Week 2: Advanced SQL: Joins, subqueries. Pandas in Python: Introduction, Data manipulation.
Week 3:Pandas: Filtering, aggregation. Introduction to Web Scraping with Scrapy.
- Week 4-6: Data Cleaning and Preprocessing
Week 4: Handling Missing Data: Techniques like imputation, deletion. Data Transformation: Introduction to Normalization, scaling.
Week 5: Regular Expressions (Regex) for Data Cleaning. Continued Data Transformation Techniques.
Week 6: Data Cleaning with NumPy and Pandas: Practical examples.
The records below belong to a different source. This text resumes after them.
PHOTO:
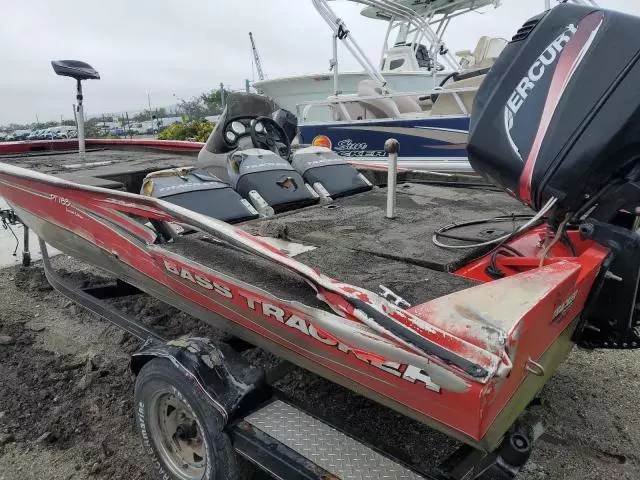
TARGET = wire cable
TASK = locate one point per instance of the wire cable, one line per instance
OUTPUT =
(532, 221)
(558, 236)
Sample notebooks on Regex and data cleaning.
- Week 7-9: Data Modeling: Supervised Learning
Week 7: Linear Regression - Basics and assumptions.
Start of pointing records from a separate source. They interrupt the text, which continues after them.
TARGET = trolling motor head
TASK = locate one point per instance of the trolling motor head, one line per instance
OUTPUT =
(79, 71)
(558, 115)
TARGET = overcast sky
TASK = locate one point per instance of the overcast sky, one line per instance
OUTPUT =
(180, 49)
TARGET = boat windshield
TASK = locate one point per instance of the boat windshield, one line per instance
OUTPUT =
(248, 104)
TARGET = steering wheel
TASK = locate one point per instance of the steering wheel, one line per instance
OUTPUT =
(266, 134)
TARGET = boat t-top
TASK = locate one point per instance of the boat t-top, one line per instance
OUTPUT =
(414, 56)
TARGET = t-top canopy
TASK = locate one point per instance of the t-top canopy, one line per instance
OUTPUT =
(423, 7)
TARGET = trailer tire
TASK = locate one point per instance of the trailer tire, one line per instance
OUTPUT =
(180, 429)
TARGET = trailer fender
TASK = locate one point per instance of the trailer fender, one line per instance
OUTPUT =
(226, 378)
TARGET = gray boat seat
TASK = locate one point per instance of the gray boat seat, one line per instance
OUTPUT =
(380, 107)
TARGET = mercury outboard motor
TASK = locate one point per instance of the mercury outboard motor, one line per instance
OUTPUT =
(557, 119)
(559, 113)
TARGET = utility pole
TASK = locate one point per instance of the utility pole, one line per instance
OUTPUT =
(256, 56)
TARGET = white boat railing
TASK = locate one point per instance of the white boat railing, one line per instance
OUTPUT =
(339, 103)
Week 8: Classification Techniques: Logistic regression, decision trees. Regularization: Lasso and Ridge regression.
Week 9: Tree-Based Models: Decision trees, Random Forests. Brief comparison of XGBoost and LGBM.
- Week 10-11: Model Explainability
Week 10: Complex Models vs. Interpretability. Introduction to SHAP Values.
Week 11: Feature Importance Techniques. Case Studies on model interpretability.
- Week 12: Experiment Tracking and Management
Week 12: Introduction to MLflow and its components. Tracking Experiments with MLflow.
- Week 13-15: Model Deployment
Week 13: Introduction to Docker for data science. Basics of building interactive apps with Streamlit/Gradio.
Week 14: Deployment Best Practices. Version control and CI/CD concepts.
Week 15: Deploying a simple model using Docker. Creating interactive demos with Streamlit/Gradio.